L’impact du calendrier lunaire sur la dégustation des vins est au cœur de nombreux débats. En réalité, il n’y a tout simplement aucun lien selon Dominique Valentin, chercheuse à AgroSup Dijon. Pour aboutir à cette conclusion, la scientifique a travaillé avec des confrères néo-zélandais. Ensemble, ils ont soumis 19 professionnels à la dégustation de 12 pinots noirs venus de Nouvelle-Zélande et produits en bio, en biodynamie ou de manière conventionnelle. Les tests se sont déroulés en jour racine et en jour fruit. Pour ne pas biaiser les conclusions, ni le jury, ni l’analyste en charge de compiler les données n’étaient au courant du but de l’étude. En théorie, les vins sont censés être plus amers et plus astringents en jour racine. À l’inverse, ils devraient être beaucoup plus expressifs en jour fruit. « Mais en réalité, nous n’avons eu aucun effet », assure Dominique Valentin.

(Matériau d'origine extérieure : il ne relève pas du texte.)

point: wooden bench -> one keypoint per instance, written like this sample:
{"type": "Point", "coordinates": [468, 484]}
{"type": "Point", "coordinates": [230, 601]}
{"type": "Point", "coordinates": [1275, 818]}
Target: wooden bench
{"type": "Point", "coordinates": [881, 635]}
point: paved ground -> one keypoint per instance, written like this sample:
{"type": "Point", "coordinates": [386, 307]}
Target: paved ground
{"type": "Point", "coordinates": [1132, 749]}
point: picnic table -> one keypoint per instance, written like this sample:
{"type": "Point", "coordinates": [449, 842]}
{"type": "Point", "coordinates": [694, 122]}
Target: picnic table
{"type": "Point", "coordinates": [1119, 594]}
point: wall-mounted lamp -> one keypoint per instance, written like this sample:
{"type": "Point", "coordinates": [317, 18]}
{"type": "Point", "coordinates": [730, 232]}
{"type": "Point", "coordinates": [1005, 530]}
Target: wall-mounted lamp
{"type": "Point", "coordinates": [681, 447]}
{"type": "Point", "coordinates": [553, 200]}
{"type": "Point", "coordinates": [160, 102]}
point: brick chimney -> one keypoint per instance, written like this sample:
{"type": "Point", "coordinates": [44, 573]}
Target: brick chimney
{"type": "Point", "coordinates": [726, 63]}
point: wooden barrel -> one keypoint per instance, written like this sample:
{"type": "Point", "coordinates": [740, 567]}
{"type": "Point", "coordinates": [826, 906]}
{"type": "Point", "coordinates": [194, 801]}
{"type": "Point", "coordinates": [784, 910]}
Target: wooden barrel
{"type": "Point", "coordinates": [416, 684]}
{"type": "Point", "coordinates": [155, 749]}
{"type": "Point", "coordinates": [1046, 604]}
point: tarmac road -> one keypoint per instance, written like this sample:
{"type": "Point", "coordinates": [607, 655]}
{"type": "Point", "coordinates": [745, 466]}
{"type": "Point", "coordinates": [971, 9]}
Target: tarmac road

L’importance de l’étiquette
Les sensations perçues par les dégustateurs sont aussi dues à l’étiquette. C’est en tout cas ce qui ressort de l’étude menée par Ronan Symoneaux, de l’ESA d’Angers, sur la perception des vins sans sulfites. Celui-ci a soumis un panel de consommateurs à des dégustations de vins avec ou sans sulfites. Et le critère ne semble prendre de l’importance que dans le cas où l’absence de sulfites est clairement mentionnée sur l’étiquette. « Pour qu’il y ait un réel impact, il faut absolument accompagner le message », observe le chercheur. En ce sens, une information visible sur l’étiquette vaut davantage qu’une simple indication orale.